Devletin kontrol edemediği bu yapılar, siyasal iktidarlar tarafından araçsallaştırıldıkça daha da büyümektedir.

Yeni anayasa:

  • Bu yapıları kayıt altına almalı,

  • Devlet denetimini zorunlu kılmalı,

  • Siyasi nüfuz faaliyetlerini açıkça yasaklamalıdır.

Demokratik devlet, paralel yapılarla yönetilemez.

Ekonominin Anayasası: Kamu Varlıkları Korumaya Alınmalı

Özelleştirme adı altında satılan kamu varlıkları, Türkiye’nin ekonomik egemenliğini zayıflatmıştır.

Stratejik kurumlar yabancı finans çevrelerinin insafına terk edilmiş; üretim kapasitesi ve bilimsel araştırma alanları gerilemiştir.

Yeni anayasa:

  • Stratejik alanlarda özelleştirmeye anayasal sınır getirmeli,

  • Kamu hizmetlerini piyasa mantığından uzaklaştırmalı,

  • Bilimsel araştırma ve Ar-Ge’ye anayasal güvence sağlamalıdır.

Türkiye’nin ekonomik bağımsızlığı, sadece bütçe politikasıyla değil; anayasal güvencelerle korunabilir.

Demokratik Türkiye İçin Yeni Bir Toplumsal Sözleşme Şart

Türkiye’nin bugün ihtiyacı olan, mevcut anayasanın yamalı hâlinin biraz daha düzeltilmesi değildir.

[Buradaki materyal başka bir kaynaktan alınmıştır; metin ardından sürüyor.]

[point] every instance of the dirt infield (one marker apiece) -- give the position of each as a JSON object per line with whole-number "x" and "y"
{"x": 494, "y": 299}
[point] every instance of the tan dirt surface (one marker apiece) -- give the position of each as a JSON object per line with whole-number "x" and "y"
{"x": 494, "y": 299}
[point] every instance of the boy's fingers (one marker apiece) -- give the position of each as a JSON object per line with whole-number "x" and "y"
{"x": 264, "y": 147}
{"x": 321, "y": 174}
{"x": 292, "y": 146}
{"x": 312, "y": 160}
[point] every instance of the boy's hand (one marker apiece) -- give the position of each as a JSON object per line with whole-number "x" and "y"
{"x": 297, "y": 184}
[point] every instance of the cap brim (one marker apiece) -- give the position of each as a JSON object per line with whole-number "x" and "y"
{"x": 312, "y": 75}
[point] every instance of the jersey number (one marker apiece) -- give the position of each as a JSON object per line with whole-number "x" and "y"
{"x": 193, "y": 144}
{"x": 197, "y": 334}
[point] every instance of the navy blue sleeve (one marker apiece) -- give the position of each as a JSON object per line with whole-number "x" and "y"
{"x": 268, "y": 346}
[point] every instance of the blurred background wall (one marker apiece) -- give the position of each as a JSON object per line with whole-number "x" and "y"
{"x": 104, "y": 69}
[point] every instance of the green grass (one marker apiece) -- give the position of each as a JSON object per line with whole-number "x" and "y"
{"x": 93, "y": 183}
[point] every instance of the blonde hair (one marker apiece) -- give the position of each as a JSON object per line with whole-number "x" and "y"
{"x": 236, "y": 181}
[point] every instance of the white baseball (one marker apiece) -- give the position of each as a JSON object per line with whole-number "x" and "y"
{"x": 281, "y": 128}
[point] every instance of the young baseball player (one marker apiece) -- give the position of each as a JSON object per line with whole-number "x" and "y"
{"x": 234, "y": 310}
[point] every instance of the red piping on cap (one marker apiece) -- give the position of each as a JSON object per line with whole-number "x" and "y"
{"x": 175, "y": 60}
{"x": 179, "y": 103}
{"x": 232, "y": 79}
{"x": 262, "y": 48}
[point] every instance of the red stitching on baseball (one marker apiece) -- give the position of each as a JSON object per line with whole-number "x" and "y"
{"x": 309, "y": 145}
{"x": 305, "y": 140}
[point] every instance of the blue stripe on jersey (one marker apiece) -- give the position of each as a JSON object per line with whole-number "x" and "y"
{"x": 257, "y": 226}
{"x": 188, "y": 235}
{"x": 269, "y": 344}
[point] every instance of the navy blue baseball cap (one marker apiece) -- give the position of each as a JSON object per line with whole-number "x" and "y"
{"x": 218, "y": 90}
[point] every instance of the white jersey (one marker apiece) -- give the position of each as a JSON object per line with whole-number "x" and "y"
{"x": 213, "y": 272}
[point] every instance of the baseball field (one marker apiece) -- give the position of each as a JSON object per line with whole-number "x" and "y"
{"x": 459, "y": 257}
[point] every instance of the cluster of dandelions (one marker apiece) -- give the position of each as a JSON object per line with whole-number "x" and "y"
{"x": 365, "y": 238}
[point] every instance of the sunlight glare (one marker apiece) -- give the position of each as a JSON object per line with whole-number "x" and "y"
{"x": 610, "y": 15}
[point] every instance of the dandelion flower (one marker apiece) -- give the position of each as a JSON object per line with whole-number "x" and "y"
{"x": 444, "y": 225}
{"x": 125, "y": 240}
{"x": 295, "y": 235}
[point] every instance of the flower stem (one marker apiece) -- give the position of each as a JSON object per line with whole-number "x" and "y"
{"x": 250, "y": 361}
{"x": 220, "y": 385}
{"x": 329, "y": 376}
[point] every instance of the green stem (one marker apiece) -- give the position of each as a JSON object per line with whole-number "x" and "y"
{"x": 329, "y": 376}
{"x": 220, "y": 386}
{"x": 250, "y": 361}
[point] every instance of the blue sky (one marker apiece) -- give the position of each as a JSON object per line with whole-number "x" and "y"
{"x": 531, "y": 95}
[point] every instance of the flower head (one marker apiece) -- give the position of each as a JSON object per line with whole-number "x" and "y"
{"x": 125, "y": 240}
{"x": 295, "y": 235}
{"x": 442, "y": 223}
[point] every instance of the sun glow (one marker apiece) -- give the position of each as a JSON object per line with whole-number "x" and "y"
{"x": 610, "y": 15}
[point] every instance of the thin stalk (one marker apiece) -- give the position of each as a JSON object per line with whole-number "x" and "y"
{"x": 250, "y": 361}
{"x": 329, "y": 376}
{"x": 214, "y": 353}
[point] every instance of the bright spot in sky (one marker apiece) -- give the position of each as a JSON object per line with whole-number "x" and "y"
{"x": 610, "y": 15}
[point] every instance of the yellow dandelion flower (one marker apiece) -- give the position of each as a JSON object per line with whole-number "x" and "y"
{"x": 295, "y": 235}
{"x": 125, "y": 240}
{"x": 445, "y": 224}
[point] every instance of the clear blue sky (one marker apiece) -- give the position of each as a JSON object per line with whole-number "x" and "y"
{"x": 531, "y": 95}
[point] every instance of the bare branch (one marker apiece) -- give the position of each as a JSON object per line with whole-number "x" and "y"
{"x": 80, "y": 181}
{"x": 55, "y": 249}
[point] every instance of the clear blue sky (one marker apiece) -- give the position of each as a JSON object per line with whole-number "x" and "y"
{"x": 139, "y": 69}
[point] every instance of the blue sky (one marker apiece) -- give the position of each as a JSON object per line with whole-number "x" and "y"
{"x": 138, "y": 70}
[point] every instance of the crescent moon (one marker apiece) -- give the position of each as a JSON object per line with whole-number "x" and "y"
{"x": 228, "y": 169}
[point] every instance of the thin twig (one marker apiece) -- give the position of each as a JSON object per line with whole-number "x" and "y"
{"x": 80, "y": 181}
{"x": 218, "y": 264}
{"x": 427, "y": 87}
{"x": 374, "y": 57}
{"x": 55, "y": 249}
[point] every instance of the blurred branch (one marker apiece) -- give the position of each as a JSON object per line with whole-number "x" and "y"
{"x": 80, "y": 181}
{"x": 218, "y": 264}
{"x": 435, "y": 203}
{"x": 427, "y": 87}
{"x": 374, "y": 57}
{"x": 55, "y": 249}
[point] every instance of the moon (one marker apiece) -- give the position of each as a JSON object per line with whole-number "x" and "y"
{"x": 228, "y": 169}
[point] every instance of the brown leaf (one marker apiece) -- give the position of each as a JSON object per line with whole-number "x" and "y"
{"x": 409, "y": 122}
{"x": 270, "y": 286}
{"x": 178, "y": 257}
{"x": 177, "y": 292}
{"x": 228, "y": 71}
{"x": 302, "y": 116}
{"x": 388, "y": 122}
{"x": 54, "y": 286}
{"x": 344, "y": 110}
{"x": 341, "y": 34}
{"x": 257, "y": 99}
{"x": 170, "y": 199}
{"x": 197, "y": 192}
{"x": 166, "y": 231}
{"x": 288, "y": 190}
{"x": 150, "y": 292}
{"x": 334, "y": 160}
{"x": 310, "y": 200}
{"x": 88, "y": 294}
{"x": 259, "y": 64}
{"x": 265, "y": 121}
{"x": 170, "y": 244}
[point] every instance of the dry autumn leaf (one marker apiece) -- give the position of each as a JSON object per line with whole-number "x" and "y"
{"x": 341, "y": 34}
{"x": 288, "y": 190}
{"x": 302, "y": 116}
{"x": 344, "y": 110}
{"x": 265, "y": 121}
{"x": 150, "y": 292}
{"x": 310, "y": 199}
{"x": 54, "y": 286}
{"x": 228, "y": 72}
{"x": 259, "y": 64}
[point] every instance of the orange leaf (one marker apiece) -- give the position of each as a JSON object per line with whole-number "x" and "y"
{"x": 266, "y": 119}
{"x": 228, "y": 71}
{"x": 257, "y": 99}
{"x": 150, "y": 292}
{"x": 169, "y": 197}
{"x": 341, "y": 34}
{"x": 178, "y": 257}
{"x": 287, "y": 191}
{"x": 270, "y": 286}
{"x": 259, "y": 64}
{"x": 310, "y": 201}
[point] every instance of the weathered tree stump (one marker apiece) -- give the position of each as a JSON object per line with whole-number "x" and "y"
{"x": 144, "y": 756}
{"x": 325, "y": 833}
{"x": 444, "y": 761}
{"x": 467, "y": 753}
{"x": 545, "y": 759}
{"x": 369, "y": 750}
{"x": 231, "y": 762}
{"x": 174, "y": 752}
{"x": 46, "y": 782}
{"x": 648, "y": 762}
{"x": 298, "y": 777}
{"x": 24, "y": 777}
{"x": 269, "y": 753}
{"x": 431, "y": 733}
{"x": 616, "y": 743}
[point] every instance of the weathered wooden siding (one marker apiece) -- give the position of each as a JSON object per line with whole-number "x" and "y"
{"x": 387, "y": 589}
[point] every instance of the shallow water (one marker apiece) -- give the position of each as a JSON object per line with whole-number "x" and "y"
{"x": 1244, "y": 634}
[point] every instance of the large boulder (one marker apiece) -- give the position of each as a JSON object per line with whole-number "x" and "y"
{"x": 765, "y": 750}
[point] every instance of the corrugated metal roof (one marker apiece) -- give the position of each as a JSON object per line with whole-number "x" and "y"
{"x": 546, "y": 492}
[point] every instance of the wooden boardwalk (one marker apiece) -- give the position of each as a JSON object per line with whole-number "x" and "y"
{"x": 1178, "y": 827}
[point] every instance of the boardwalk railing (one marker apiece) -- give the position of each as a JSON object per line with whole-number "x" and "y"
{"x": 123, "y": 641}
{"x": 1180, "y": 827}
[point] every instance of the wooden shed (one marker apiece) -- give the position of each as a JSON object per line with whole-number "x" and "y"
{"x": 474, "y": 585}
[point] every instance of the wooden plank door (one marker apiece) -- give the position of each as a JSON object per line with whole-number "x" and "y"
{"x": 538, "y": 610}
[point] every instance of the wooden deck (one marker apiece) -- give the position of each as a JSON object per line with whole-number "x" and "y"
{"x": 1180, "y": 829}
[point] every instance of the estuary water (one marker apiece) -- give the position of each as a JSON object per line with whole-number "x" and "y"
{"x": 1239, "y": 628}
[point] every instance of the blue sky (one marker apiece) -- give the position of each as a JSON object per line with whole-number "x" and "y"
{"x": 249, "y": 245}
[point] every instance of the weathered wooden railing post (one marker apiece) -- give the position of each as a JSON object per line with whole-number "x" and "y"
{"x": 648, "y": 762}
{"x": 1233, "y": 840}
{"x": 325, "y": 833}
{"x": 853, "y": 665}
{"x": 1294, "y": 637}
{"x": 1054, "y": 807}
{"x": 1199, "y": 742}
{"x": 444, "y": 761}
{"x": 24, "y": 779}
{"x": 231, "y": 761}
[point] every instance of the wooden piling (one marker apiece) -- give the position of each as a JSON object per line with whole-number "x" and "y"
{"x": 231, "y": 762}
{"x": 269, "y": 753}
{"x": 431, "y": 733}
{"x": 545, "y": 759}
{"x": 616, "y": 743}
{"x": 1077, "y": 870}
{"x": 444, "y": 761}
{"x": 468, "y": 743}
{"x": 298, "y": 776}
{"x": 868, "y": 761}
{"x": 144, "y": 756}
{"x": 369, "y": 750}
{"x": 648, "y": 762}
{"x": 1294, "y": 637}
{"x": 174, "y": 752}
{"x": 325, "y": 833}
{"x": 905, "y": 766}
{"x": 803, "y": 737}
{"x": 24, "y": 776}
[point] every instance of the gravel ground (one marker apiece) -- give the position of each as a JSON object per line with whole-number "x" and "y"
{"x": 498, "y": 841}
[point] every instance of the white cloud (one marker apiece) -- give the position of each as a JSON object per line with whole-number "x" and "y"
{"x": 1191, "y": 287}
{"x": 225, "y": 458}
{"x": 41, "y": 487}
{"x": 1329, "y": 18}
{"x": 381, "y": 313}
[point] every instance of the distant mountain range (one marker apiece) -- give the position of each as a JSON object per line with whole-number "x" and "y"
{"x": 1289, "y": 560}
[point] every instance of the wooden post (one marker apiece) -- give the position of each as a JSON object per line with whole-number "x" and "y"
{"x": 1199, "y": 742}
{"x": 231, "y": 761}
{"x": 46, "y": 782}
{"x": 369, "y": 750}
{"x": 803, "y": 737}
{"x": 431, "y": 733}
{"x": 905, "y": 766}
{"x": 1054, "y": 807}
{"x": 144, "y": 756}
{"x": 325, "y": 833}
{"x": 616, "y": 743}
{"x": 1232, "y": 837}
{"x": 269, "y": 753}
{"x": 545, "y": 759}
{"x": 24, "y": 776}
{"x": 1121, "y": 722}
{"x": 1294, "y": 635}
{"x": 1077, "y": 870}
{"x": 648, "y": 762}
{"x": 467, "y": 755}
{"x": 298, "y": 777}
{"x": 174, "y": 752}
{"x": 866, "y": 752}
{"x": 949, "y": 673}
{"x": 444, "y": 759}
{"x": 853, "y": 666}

Türkiye’nin ihtiyacı yeni bir başlangıçtır.

Yeni anayasa:

  • Demokratik yönetimi kurumsallaştıran,

  • Güçler ayrılığını kesinleştiren,

  • Yargıyı bağımsızlaştıran,

  • Meclisi güçlendiren,

  • Temel hak ve özgürlükleri güvence altına alan,

  • Devleti keyfilikten kurtaran

bir toplumsal sözleşme olmalıdır.

Aksi hâlde Türkiye, otoriterleşme döngüsünü kıramaz ve toplumsal yaralarını derinleştirmeye devam eder. Yeni yüzyılda demokratik, özgür ve güçlü bir Türkiye istiyorsak; bunu ancak yeni bir anayasa iradesiyle başarabiliriz.